Risotto is a dish that is creamy, scrumptious and filling.
The beauty of preparing risotto is that you can add just about anything you’d like.
You can use various types of vegetables, herbs, and meat. You can make with or without meat.
Risotto is a comfort food, as it is filling, and is a wonderful dish for leftovers.

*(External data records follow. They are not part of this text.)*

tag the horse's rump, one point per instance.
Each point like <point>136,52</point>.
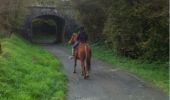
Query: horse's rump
<point>84,53</point>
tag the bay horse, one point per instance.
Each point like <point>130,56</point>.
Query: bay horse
<point>82,53</point>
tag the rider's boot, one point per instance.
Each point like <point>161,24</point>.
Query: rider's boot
<point>72,56</point>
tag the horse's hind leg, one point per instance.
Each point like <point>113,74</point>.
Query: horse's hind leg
<point>75,64</point>
<point>82,68</point>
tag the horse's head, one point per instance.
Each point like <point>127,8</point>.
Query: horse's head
<point>73,38</point>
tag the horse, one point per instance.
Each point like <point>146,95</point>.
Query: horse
<point>82,53</point>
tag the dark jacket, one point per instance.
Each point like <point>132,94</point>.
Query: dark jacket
<point>82,36</point>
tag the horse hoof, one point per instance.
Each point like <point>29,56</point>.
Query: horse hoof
<point>74,72</point>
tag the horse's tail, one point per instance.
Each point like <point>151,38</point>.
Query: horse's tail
<point>88,57</point>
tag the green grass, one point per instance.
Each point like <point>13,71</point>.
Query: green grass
<point>156,73</point>
<point>29,72</point>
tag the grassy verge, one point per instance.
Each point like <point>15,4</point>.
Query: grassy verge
<point>28,72</point>
<point>156,73</point>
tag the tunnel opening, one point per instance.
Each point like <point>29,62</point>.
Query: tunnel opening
<point>44,30</point>
<point>47,29</point>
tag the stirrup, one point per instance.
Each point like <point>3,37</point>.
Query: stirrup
<point>71,57</point>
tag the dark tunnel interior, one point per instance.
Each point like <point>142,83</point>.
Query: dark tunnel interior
<point>47,29</point>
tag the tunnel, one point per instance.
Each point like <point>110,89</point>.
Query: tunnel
<point>47,29</point>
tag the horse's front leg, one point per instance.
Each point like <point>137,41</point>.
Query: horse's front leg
<point>75,64</point>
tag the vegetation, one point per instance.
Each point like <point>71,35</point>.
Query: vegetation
<point>135,28</point>
<point>156,73</point>
<point>28,72</point>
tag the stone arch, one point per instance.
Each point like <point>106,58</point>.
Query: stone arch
<point>44,13</point>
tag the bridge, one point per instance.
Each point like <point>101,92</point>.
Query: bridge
<point>64,24</point>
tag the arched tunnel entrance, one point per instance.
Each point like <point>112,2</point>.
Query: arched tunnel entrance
<point>47,29</point>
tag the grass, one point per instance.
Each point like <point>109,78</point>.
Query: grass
<point>28,72</point>
<point>156,73</point>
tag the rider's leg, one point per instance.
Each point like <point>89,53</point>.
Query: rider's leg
<point>73,49</point>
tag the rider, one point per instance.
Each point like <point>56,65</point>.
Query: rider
<point>82,37</point>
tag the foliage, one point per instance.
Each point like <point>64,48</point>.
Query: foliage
<point>135,28</point>
<point>156,73</point>
<point>28,72</point>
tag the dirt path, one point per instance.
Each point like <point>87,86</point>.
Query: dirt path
<point>105,83</point>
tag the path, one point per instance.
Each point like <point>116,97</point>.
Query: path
<point>105,83</point>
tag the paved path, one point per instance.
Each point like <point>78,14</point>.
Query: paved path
<point>105,82</point>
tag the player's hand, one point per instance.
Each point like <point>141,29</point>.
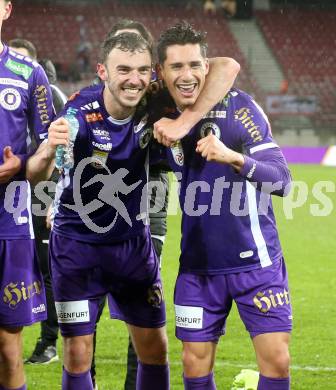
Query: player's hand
<point>213,149</point>
<point>11,165</point>
<point>48,217</point>
<point>58,134</point>
<point>167,131</point>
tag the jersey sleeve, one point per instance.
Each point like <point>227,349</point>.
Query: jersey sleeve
<point>41,110</point>
<point>264,163</point>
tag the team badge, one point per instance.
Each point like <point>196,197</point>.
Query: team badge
<point>10,99</point>
<point>99,159</point>
<point>210,127</point>
<point>177,152</point>
<point>141,124</point>
<point>145,137</point>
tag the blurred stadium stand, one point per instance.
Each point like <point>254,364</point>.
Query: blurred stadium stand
<point>302,41</point>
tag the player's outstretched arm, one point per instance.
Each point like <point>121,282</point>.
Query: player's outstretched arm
<point>268,169</point>
<point>41,164</point>
<point>222,74</point>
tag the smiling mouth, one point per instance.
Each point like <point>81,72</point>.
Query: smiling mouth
<point>187,89</point>
<point>132,91</point>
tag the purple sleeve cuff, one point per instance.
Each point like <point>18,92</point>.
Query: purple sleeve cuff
<point>270,173</point>
<point>23,158</point>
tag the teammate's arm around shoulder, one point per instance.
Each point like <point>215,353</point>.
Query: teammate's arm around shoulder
<point>222,74</point>
<point>41,164</point>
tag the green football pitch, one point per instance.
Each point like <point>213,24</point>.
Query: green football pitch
<point>309,245</point>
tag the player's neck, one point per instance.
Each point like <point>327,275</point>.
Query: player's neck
<point>114,109</point>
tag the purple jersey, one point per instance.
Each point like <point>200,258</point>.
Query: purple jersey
<point>104,197</point>
<point>226,226</point>
<point>25,102</point>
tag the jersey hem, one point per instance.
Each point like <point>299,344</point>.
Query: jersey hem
<point>82,238</point>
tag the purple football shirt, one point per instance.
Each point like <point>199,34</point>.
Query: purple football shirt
<point>228,223</point>
<point>104,197</point>
<point>25,103</point>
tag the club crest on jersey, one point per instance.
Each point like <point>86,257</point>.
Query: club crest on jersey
<point>141,124</point>
<point>177,152</point>
<point>99,159</point>
<point>10,99</point>
<point>210,127</point>
<point>94,117</point>
<point>145,137</point>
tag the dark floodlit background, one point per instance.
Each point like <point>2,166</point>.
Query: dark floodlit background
<point>287,49</point>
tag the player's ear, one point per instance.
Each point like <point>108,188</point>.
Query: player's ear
<point>207,66</point>
<point>102,72</point>
<point>159,71</point>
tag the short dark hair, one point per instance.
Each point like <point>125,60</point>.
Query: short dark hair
<point>24,43</point>
<point>181,33</point>
<point>129,24</point>
<point>127,41</point>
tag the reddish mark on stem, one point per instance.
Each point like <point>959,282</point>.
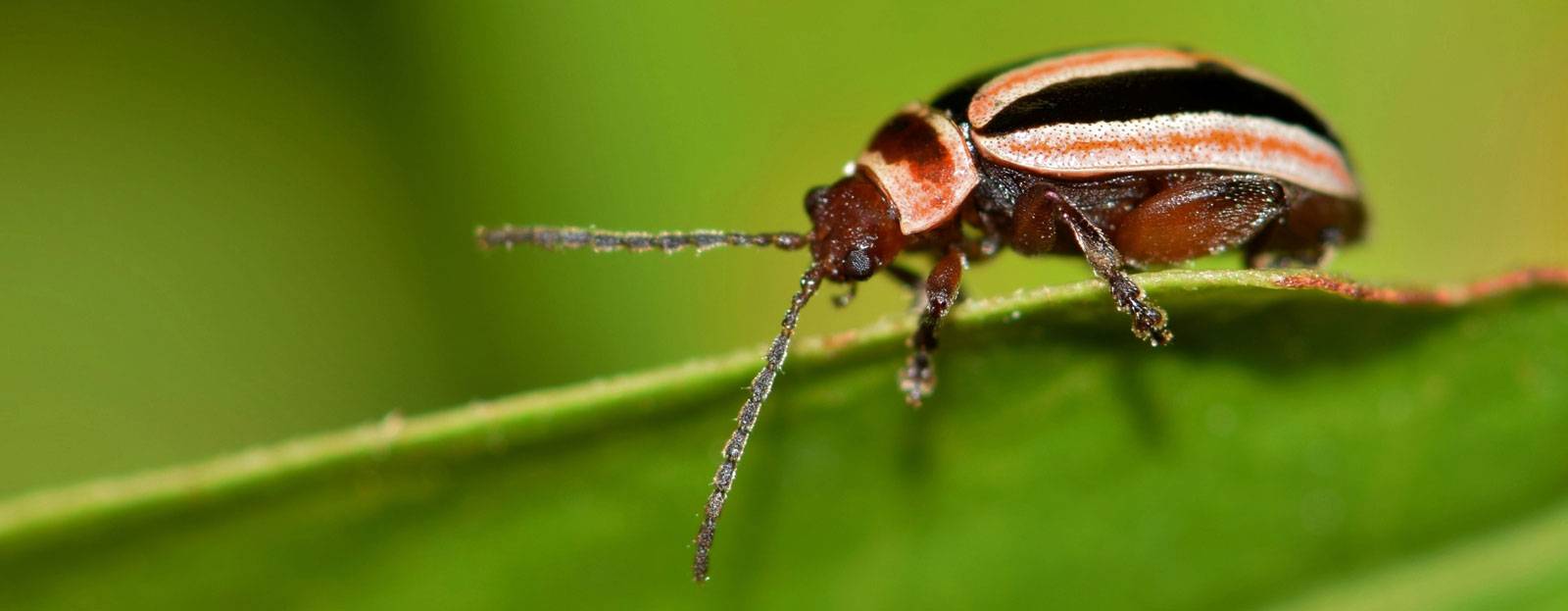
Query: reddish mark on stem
<point>1443,295</point>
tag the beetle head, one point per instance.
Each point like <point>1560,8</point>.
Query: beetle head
<point>855,229</point>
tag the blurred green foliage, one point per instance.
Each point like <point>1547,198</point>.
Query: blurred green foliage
<point>227,224</point>
<point>1288,441</point>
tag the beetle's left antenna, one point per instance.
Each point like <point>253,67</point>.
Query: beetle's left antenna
<point>747,420</point>
<point>553,237</point>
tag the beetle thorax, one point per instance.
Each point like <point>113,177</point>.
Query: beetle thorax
<point>922,162</point>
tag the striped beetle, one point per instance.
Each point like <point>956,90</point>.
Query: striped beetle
<point>1126,156</point>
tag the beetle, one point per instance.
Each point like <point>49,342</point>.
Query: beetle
<point>1129,157</point>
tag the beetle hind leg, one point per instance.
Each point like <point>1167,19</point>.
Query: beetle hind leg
<point>1200,217</point>
<point>917,376</point>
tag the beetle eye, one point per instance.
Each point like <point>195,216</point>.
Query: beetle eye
<point>815,200</point>
<point>858,264</point>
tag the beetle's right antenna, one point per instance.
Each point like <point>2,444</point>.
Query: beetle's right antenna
<point>634,240</point>
<point>747,420</point>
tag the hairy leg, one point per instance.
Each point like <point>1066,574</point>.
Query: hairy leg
<point>941,291</point>
<point>1199,217</point>
<point>1149,319</point>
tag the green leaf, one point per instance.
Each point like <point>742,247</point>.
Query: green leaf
<point>1291,446</point>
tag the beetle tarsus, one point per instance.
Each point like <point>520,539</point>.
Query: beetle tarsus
<point>917,376</point>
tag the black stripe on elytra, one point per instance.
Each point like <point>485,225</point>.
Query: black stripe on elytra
<point>1141,94</point>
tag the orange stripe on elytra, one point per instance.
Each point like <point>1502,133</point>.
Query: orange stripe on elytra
<point>1230,140</point>
<point>1058,65</point>
<point>1004,86</point>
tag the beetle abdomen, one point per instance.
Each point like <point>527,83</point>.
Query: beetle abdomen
<point>1121,110</point>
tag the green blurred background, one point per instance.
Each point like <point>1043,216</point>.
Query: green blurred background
<point>224,225</point>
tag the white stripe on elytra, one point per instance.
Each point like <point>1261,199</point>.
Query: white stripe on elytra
<point>998,94</point>
<point>1176,141</point>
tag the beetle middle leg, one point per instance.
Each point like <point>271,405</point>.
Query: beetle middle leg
<point>1034,231</point>
<point>941,291</point>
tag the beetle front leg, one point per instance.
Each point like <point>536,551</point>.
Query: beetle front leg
<point>1149,319</point>
<point>941,291</point>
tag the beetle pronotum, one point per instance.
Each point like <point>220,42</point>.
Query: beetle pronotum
<point>1128,156</point>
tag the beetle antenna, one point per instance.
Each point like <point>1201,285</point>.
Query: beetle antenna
<point>747,420</point>
<point>553,237</point>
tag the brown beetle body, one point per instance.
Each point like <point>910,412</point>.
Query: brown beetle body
<point>1129,157</point>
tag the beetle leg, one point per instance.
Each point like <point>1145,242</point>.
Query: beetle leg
<point>1149,319</point>
<point>1317,225</point>
<point>1199,217</point>
<point>941,291</point>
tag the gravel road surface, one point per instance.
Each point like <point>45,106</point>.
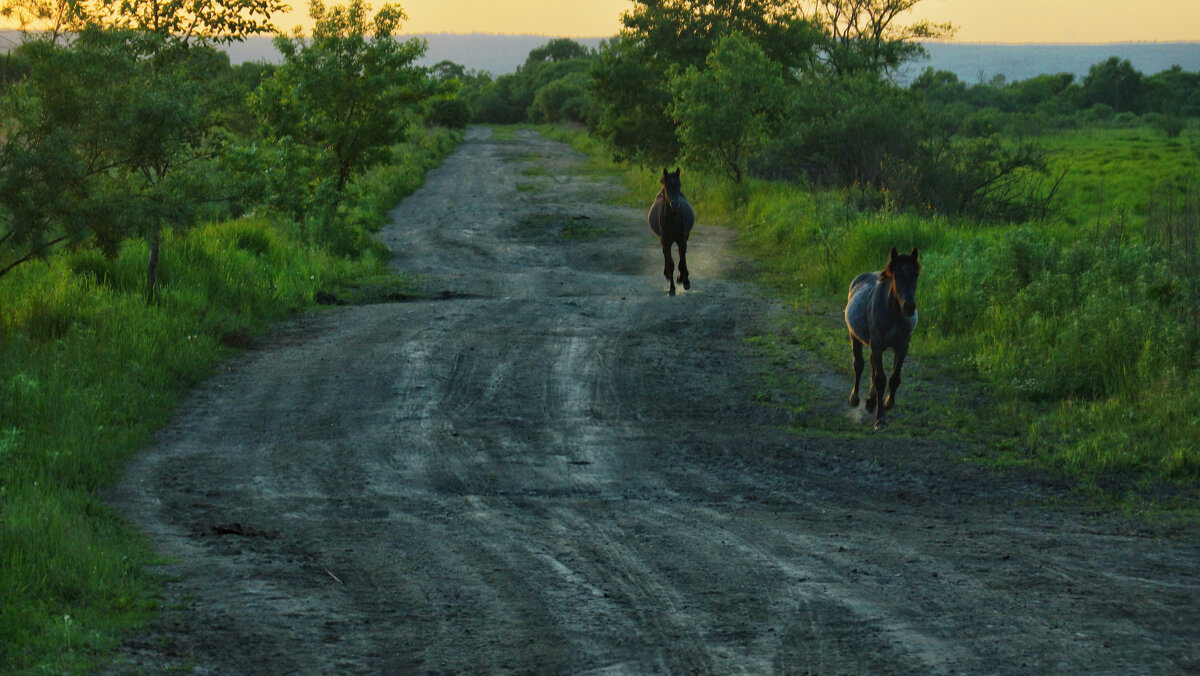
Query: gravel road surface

Risotto can be a side dish (without meat) but it is also often consumed as a complete meal (when prepared with meat).
Pumpkin Pecan Risotto with Dried Cranberries and Goat Cheese
Unlike other rice that is left in a pot of water to boil, risotto rice requires constant attention to ensure a perfectly finished dish.
The rice is not to be pre-rinsed, boiled, or drained, as washing would remove much of the starch required for a creamy texture.
When Arborio rice is cooked slowly with stock (usually chicken or vegetable stock) it allows the amylopectin starch to be released.
As a result, the rice takes on a smooth, creamy texture.
A 1/3 cup of uncooked Arborio rice (used in preparing risotto) has about 166 calories.
Bacon and Spring Pea Risotto
4 pieces bacon
1/2 yellow onion, diced
2 cups arborio rice
4 cups chicken stock, hot
1 cup frozen peas and carrots
1/4 cup cilantro, chopped
Zest of 1 lemon
Salt and pepper to taste
Cut bacon into small bite-sized pieces. Add to a large, deep, skillet and cook until crispy. Remove from pan to cool.
Drain most of the bacon grease, leaving about 1 Tbsp. in the pan. Add diced onions and cook on low heat until translucent.
Turn heat to medium and add uncooked rice to the pan. Stir to coat in bacon grease.
Add 1 cup hot chicken stock, reduce heat to low and stir while rice absorbs the liquid. Once it’s absorbed, add another 1 cup and repeat until all the liquid is gone and rice is tender.
This process should take about 20 minutes.

Next, add to tender rice frozen peas and carrots, lemon zest, cilantro and bacon. Mix in well.

Season with salt and pepper to taste and serve warm.